- Ô Dieu Tout-Puissant qui m'accorde si grand bonheur, jamais je ne saurai assez vous remercier, s'écria-t-il.

Montou s'agenouilla auprès de lui pour partager son action de grâces, mais, en se relevant, il tendit le bras en direction d'un endroit des bâtiments qu'Olivier, l'œil brouillé par les larmes, n'avait pas remarqué :

- On dirait qu'il s'est passé quelque chose ici, dit-il seulement.

En effet l'une des tours, celle de la Librairie, s'était écroulée comme aplatie sous un coup de poing géant et les pierres noircies gardaient les traces d'un incendie.

- Par tous les saints !

Sans se soucier de la montée escarpée, Olivier se mit à courir vers l'entrée, distançant son ami plus essoufflé que lui. Cependant, une tête se montrait à un créneau. On cria :

- Qui va là ? Passe au large, l'ami !

- Je suis Olivier de Courtenay et veux entrer céans ! clama-t-il de toute sa voix.
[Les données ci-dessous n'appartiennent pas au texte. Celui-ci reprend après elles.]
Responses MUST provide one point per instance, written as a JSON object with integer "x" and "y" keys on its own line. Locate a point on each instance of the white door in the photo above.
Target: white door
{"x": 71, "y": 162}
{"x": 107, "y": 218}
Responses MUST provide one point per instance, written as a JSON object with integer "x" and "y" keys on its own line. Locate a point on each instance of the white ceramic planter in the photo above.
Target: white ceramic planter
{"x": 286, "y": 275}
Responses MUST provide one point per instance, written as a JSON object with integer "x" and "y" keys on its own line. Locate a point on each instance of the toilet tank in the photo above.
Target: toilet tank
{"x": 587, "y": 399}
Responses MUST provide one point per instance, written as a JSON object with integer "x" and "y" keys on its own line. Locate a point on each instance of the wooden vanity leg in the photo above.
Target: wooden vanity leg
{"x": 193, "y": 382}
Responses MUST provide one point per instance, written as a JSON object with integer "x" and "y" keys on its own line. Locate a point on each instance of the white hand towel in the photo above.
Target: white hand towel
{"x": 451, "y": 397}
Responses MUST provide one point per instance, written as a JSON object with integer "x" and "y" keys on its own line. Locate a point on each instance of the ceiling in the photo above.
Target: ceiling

Une sorte de râle lui répondit et l'homme emboucha aussitôt une trompe dont il sonna deux coups : ceux qui demandaient l'ouverture des portes, puis disparut en poussant des cris de joie. L'instant suivant, le lourd vantail tournait sur ses gonds libérant une poignée de gardes et de serviteurs qui vinrent se jeter sur Olivier, riant et pleurant tout à la fois, sans même avoir seulement l'idée de le saluer et au risque de l'étouffer. Accourait aussi Maximin, l'intendant. Il enfonça le groupe à la façon d'un bélier, saisit Olivier dans ses bras, l'étreignit, l'éloigna pour mieux s'assurer que c'était bien lui, recommença puis, finalement s'écroula contre son épaule en pleurant. Ce qu'il balbutia stupéfia l'arrivant :

- Ah, sire Olivier, pourquoi avoir mis si longtemps à venir de là-haut ?

- De là-haut ? Je n'arrive pas du ciel, s'écria Olivier en se dégageant.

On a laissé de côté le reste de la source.